The Department of Public Instruction is currently developing new assessments (including alternative ones that can be taken by students in the OCS) to align with the new common core and essential content standards that will be in place for all public school students in the 2012-13 school year.

These distinctions are important ones. Sometimes the federal government or other forces dictate the decisions made at the state level. Your readers would benefit from that information, in my opinion.

— Lynda Fuller, Information and Communication Specialist, N.C. Department of Public Instruction

Terry Stoops responds: Thank you very much for this information, Lynda.

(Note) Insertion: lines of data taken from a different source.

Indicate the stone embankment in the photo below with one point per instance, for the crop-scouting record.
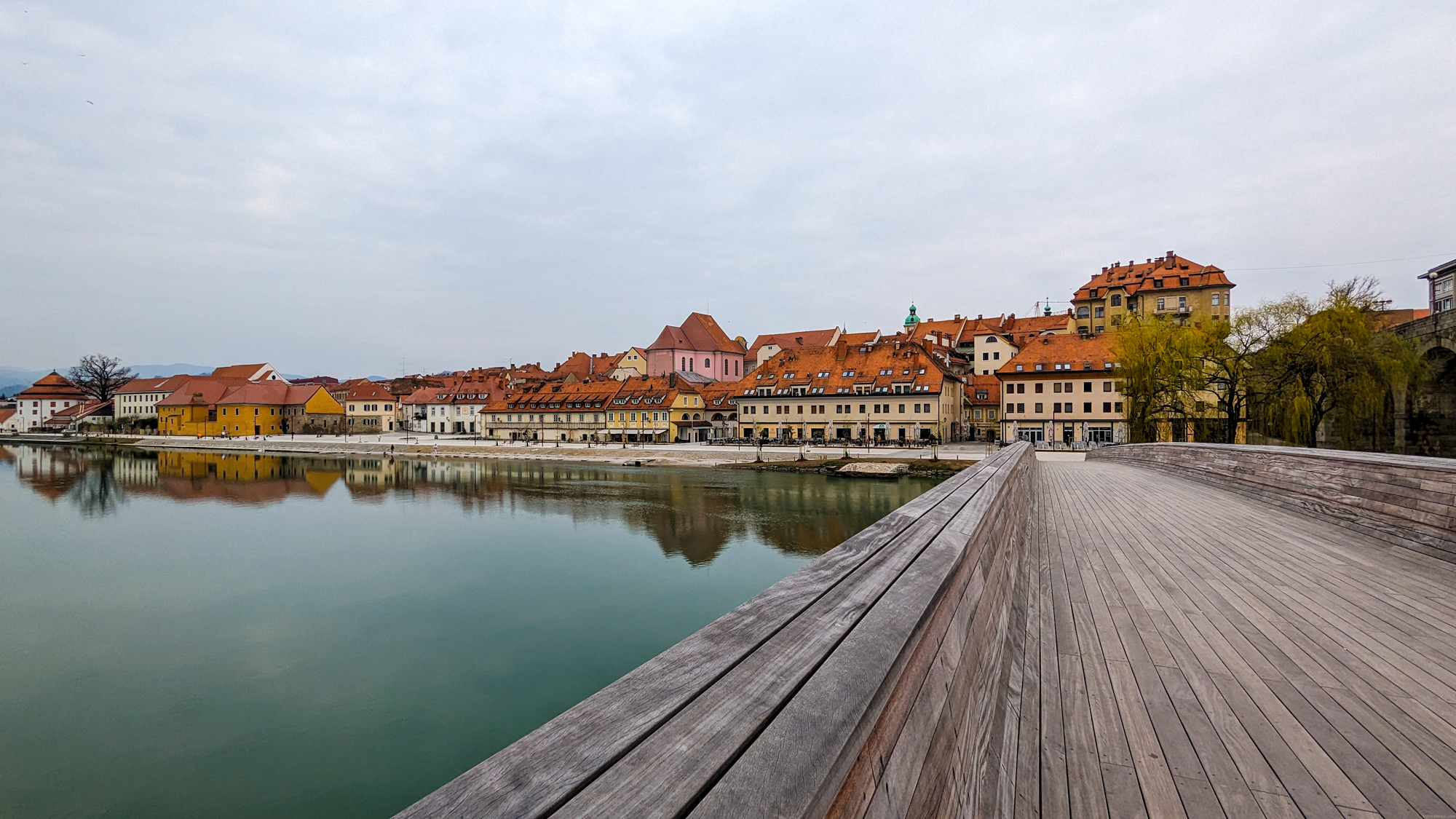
(650, 455)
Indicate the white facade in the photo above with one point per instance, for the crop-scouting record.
(139, 398)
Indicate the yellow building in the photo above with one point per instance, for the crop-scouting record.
(1171, 288)
(225, 407)
(643, 410)
(369, 408)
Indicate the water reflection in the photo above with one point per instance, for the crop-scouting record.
(694, 513)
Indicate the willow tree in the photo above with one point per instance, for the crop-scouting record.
(1333, 363)
(1161, 371)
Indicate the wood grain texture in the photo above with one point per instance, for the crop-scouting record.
(1400, 499)
(819, 652)
(1166, 630)
(1263, 660)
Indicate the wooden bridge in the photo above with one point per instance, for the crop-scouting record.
(1163, 630)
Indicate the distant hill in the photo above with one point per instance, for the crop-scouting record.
(162, 371)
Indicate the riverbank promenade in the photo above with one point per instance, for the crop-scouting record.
(1160, 630)
(461, 446)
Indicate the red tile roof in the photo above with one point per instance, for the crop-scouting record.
(1071, 353)
(793, 340)
(991, 385)
(1141, 276)
(209, 391)
(700, 334)
(53, 385)
(369, 391)
(152, 385)
(836, 371)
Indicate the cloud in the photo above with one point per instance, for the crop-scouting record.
(336, 187)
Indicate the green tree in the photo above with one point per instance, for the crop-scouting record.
(1161, 371)
(1332, 362)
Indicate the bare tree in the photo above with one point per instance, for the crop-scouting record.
(100, 376)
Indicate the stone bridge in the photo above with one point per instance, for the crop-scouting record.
(1426, 419)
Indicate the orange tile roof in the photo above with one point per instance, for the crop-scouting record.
(836, 371)
(985, 384)
(238, 371)
(794, 340)
(154, 385)
(1061, 356)
(53, 385)
(585, 366)
(369, 391)
(1141, 276)
(209, 391)
(700, 333)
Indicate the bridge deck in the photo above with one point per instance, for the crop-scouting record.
(1195, 653)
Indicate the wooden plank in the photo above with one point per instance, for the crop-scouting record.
(537, 774)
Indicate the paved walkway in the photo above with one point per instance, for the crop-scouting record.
(1195, 653)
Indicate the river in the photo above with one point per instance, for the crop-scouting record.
(209, 634)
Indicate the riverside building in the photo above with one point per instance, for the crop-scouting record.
(1064, 388)
(883, 391)
(1171, 288)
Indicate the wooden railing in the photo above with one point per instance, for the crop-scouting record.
(1400, 499)
(877, 681)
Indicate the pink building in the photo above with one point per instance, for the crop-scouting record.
(697, 347)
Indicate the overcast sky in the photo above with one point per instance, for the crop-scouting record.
(337, 187)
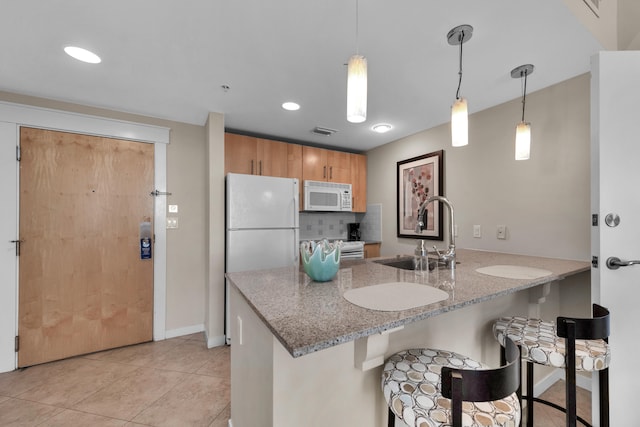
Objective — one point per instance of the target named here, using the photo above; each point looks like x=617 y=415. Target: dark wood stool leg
x=529 y=397
x=570 y=374
x=604 y=397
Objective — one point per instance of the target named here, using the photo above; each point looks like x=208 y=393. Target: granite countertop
x=307 y=316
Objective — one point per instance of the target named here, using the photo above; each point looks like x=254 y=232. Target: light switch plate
x=501 y=232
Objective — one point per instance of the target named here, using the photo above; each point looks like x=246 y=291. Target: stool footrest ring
x=555 y=406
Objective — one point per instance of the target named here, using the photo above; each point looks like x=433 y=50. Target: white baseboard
x=558 y=374
x=215 y=341
x=187 y=330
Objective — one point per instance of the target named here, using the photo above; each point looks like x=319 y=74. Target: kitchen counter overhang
x=307 y=316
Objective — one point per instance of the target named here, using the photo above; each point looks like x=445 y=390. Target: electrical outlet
x=239 y=330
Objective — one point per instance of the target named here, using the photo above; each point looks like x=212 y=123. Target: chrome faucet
x=448 y=257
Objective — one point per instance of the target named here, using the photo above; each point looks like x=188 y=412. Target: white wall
x=544 y=201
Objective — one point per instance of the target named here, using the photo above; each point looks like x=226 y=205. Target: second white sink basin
x=395 y=296
x=514 y=271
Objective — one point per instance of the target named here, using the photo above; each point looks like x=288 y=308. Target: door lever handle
x=614 y=263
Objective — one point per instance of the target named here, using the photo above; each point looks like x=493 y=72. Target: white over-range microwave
x=327 y=196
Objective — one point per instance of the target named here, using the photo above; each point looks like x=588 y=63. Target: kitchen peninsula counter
x=307 y=316
x=301 y=354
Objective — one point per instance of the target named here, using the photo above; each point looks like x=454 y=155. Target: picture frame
x=419 y=178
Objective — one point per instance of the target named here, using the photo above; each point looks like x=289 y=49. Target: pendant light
x=459 y=113
x=357 y=84
x=523 y=129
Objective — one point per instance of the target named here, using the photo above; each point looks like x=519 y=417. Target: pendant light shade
x=357 y=84
x=357 y=89
x=523 y=129
x=523 y=141
x=459 y=123
x=459 y=112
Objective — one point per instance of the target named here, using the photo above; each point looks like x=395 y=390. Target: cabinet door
x=314 y=164
x=272 y=158
x=359 y=182
x=294 y=168
x=240 y=154
x=339 y=166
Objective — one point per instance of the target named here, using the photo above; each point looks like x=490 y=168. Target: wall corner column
x=214 y=293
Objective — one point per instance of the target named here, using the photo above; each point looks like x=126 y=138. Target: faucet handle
x=420 y=249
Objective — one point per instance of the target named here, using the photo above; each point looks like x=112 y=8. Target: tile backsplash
x=333 y=225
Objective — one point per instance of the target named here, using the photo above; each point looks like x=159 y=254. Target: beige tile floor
x=176 y=382
x=545 y=416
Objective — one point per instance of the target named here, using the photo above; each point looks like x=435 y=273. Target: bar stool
x=431 y=388
x=574 y=344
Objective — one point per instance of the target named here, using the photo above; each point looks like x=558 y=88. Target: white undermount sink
x=395 y=296
x=514 y=271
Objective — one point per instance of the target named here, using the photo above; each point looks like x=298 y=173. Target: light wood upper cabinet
x=359 y=182
x=258 y=156
x=273 y=158
x=294 y=168
x=314 y=164
x=240 y=153
x=254 y=156
x=319 y=164
x=339 y=164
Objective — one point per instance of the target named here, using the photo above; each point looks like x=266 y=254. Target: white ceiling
x=169 y=59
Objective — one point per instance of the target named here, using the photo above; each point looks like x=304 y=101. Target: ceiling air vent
x=323 y=131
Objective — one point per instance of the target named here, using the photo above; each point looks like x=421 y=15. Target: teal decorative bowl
x=320 y=260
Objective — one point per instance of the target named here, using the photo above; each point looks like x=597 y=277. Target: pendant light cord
x=460 y=68
x=357 y=31
x=524 y=93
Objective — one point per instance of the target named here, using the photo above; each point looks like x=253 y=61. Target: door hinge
x=17 y=242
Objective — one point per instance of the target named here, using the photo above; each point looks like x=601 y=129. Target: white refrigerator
x=262 y=228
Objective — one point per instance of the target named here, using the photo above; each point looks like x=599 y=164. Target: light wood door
x=83 y=286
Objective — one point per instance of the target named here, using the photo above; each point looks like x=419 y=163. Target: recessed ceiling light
x=291 y=106
x=382 y=127
x=82 y=54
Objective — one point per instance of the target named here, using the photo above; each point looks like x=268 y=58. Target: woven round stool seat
x=540 y=344
x=411 y=384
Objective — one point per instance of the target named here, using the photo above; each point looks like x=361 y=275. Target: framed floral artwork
x=418 y=179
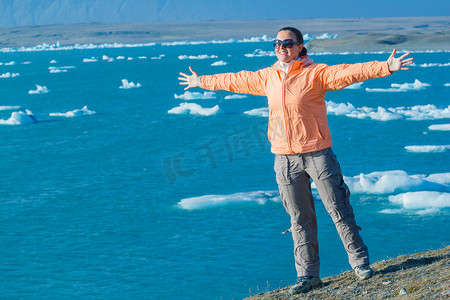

I agree that my readers will benefit from this information, and I always welcome information and opinions provided by NC DPI staff.

Education Acronym of the Week

ROI — Return on Investment

Quote of the Week

"I believe enormous opportunities for improving the productivity of our education system lie ahead if we are smart, innovative, and courageous in rethinking the status quo. It’s time to stop treating the problem of educational productivity as a grinding, eat-your-broccoli exercise. It’s time to start treating it as an opportunity for innovation and accelerating progress."
The New Normal: Doing More with Less, U.S. Secretary of Education Arne Duncan’s Remarks at the American Enterprise Institute, November 17, 2010.